Gitjes

Veel gelijkende soorten

Het valt op het eerste gezicht niet mee om de meer dan 40 Nederlandse soorten gitjes van elkaar te onderscheiden. De meeste zijn klein en zwart. Sommige zijn echter best makkelijk, zoals het wollig gitje met zijn hommelachtige beharing. Of het vrouwtje van het kervelgitje met haar grote oranje antennen. Of het grote, langwerpige, geheel zwarte bosgitje. Wie zich er in verdiept zal ook andere soorten gaan herkennen en er zelfs de lol van in gaan zien!

 

Zeer gespecialiseerd

Gitjes leven als larve in planten. Sommige soorten leven in de wortels, andere in stengels en enkele in bladeren. Alle soorten gitjes hebben zich sterk gespecialiseerd in één of enkele plantensoorten. Zo is er een soort die bladmijnen maakt in daslook (het daslookgitje) en een soort die in wortels van boterbloemen leeft (het gewoon weidegitje).

Vanzelfsprekend zijn gitjes die op een zeldzame voedselplant zijn aangewezen zelf ook zeldzaam. Een voorbeeld is het nagelkruidgitje, dat zich ontwikkeld in knikkend nagelkruid. Deze plant is in Nederland sterk achteruitgegaan, waardoor het nagelkruidgitje uit ons land is verdwenen. Overigens betekent een algemene voedselplant niet automatisch dat het bijbehorende gitje ook algemeen is. Het weegbreegitje is bijvoorbeeld zeer zeldzaam in Nederland, terwijl de weegbreesoorten waarin de larve leeft overal zeer algemeen zijn.

Drie Nederlandse soorten leven als larve niet in planten, maar in paddenstoelen.

Het vrouwtje van het kervelgitje Cheilosia pagana heeft opvallend grote, oranje antennen. De larven zijn gevonden in de wortels van fluitenkruid, engelwortel en gewone berenklauw. Foto Menno Reemer.

Wel een gitje, maar niet klein en zwart: het vosrood gitje Cheilosia chrysocoma is een groot, lang behaard gitje, dat wel wat wegheeft van het vosje, een solitaire bij. Foto Tim Faasen (Ecologica).

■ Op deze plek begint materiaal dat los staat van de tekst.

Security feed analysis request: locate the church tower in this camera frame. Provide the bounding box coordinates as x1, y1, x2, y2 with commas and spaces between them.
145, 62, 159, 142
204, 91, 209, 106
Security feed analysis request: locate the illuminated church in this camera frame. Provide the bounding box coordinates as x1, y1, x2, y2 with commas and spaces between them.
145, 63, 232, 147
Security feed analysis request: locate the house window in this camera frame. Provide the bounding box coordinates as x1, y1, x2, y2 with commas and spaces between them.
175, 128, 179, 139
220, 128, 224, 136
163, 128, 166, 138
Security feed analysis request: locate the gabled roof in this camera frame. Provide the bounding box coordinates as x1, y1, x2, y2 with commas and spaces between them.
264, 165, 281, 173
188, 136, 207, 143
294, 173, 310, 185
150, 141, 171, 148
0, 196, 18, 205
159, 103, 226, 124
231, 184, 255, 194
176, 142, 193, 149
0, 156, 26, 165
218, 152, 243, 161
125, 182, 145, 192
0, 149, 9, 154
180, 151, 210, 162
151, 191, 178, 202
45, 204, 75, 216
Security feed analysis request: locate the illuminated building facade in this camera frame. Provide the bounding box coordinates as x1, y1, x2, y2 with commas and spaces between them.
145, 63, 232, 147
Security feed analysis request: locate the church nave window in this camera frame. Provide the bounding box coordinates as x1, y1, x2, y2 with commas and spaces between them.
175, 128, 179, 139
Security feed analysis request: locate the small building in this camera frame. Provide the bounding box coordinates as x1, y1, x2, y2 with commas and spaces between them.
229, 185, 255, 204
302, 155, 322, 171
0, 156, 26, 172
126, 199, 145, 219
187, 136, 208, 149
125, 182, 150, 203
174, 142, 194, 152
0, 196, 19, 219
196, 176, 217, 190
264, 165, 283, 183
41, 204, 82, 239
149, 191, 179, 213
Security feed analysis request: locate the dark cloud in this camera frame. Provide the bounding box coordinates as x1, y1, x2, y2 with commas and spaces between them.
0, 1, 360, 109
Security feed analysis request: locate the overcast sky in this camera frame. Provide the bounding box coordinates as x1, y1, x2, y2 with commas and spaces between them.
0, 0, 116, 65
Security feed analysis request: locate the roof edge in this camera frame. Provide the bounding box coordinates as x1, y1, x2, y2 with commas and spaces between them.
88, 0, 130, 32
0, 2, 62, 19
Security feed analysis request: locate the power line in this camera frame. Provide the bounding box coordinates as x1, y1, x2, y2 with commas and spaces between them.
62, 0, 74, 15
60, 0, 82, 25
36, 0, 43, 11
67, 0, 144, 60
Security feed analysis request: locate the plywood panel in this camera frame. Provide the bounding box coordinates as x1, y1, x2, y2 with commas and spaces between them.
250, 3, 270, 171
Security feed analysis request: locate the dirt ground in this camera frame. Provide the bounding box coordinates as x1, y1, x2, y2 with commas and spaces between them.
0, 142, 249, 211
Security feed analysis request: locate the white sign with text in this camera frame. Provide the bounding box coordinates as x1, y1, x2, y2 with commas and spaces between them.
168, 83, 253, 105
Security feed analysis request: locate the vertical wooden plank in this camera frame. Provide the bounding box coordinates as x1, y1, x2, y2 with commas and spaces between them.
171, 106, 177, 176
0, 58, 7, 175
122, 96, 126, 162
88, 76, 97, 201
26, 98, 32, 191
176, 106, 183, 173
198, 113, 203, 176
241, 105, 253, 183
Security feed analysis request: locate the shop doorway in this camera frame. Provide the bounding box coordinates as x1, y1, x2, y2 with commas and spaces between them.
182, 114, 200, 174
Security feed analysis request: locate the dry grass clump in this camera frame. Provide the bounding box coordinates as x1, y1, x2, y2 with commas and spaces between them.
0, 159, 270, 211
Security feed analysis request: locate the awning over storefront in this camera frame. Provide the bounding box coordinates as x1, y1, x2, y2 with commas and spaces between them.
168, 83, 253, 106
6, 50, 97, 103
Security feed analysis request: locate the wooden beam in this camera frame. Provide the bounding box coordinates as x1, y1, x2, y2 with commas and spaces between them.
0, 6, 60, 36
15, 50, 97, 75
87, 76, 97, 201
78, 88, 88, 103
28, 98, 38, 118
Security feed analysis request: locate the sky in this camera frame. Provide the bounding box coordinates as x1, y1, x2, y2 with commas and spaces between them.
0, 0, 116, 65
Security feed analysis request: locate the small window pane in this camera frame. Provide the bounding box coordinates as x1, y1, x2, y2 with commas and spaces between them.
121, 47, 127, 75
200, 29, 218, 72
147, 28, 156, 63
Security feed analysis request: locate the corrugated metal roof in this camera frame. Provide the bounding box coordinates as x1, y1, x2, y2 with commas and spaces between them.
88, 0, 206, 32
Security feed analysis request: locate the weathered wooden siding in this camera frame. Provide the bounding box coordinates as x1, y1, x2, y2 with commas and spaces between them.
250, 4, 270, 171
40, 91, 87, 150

Het gewoon weidegitje Cheilosia albitarsis leeft als larve in de wortels van scherpe en kruipende boterbloem. De volwassen vliegen hebben een opvallende voorkeur voor de bloemen hiervan. Foto Menno Reemer.

De larven van het daslookgitje Cheilosia fasciata zijn in april/mei makkelijk te vinden. Ze eten zich een weg door de bladeren van daslook en veroorzaken hierin grote, witachtige vlekken. Op deze foto is de larve zelf in het midden onderin te zien als een langwerpig, geelwit vlekje. Foto Menno Reemer.